Parents: Guyda Pearl (Maryatt) and Wilbur Warren Chesley Siblings: Viola, Bertha, Albert, Wilbur W. Jr, Elmer E., June, John D., two brothers and a sister still living
According to a crew list entry made in 1941, Mr. Chesley had 10 years experience at sea. He was 5'7" and weighed 120 pounds.
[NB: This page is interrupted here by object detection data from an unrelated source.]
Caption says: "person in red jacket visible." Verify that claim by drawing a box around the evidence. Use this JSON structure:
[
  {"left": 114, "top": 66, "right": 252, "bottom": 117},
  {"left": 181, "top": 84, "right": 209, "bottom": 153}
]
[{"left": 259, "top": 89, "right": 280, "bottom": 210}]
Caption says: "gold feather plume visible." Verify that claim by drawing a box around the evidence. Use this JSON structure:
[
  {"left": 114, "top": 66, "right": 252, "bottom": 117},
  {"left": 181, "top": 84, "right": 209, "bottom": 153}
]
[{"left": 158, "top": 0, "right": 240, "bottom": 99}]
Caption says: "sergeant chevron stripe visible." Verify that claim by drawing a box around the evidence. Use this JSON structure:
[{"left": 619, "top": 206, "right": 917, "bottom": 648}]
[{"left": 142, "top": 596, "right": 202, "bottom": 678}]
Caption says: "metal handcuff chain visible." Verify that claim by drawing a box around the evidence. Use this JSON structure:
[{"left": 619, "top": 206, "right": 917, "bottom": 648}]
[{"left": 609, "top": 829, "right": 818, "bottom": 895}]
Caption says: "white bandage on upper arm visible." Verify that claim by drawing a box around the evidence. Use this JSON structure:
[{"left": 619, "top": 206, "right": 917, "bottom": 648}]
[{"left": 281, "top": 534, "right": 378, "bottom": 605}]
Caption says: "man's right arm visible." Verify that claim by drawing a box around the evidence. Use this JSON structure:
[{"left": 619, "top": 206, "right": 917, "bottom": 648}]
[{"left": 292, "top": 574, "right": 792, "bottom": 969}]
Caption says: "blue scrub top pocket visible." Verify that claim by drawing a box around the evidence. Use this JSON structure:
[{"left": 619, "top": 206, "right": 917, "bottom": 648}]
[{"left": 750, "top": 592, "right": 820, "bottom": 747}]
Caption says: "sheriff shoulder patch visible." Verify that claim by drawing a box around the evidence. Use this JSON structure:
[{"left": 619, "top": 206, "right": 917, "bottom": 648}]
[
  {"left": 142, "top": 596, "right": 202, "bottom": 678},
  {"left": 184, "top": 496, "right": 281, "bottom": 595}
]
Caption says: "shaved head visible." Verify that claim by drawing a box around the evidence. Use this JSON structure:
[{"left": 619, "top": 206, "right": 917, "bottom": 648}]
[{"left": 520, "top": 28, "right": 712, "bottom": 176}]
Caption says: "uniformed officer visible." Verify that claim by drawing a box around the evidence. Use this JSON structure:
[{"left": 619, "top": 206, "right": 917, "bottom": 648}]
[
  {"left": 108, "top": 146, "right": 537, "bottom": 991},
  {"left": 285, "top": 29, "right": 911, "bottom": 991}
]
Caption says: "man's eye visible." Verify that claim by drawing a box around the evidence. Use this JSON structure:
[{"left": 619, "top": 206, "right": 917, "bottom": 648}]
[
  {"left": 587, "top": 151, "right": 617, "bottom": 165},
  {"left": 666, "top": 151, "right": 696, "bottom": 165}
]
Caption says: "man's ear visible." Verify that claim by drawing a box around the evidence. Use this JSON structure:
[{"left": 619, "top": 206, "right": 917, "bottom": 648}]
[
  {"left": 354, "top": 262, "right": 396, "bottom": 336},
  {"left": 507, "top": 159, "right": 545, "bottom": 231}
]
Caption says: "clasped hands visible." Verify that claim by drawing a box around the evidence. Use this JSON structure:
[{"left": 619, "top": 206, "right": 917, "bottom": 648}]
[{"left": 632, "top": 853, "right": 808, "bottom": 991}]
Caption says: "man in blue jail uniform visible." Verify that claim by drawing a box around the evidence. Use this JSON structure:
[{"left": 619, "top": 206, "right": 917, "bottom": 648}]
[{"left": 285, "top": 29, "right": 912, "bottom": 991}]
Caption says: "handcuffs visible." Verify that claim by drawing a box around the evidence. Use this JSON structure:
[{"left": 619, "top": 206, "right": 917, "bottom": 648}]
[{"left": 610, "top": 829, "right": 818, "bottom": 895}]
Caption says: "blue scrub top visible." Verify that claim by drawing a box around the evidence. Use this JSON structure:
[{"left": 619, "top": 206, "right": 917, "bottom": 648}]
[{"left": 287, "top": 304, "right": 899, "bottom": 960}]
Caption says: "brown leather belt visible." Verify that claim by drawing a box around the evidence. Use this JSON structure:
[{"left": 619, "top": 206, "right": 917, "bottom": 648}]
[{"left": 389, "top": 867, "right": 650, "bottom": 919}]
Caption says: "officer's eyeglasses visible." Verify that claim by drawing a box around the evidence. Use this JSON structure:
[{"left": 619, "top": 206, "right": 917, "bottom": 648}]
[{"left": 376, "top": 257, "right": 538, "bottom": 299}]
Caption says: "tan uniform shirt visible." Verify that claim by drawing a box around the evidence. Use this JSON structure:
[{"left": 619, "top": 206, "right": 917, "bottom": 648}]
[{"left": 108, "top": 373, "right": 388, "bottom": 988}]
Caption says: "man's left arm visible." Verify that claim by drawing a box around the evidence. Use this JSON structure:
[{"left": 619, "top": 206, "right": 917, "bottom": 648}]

Service No: Z 75951 (Z 76951?) Address of Record: Lynn, MA -.-.-.-.-.-.-.-.-.-.-.-.-.-.-.-.-.-.-.-.-.-.-.-.-.-.-.-.-.- On March 22, 1942, the SS Muskogee, an American merchant ship, was enroute from Venezuela to Halifax, Nova Scotia with a cargo of heavy crude oil. The unarmed, unescorted tanker was about 450 miles north-northeast of Bermuda when it was spied by German submarine U-123. The sub fired a torpedo which missed the tanker. A second torpedo was fired about 30 minutes later, this time hitting the engine room, which caused the tanker to sink, stern first, within 16 minutes. Ten men made it into two life rafts. The sub surfaced and the U-boat commander questioned the men before leaving the area. There were 34 Merchant Mariners on board including Radio Officer CLIFFORD ELTON CHESLEY; none, including those on the life rafts, survived. -.-.-.-.-.-.-.-.-.-.-.-.-.-.-.-.-.-.-.-.-.-.-.-.-.-.-.-.-.- Epilogue: As the Muskogee was sinking, U-123 surfaced and while the captain questioned some of the survivors, a photo-journalist took pictures, including one of seven men on a life raft. Sometime later, the photos were part of a full-page spread in a German weekly publication. Captain George Duffy, USMM, a prisoner aboard a German supply ship, picked up a copy to read and realized the ship was a US tanker that had been torpedoed. Thinking the men on the life raft survived, he tore out the page, folded it and kept it to show them. After many years of searching, the ship was finally identified as the SS Muskogee. Even though there were no survivors, the search continued and eventually four of the seven men on the life raft were identified as O.S. Vincent V. Baker, A.S. Anthony G. Sousa, Third Mate Nathaniel D. Foster and Chief Mate Morgan J. Finucane.
The photo became the inspiration for the Merchant Marine Memorial at Battery Park, NY. On a plaque at the memorial can be found these words: “Left to the perils of the sea, the survivors later perished.”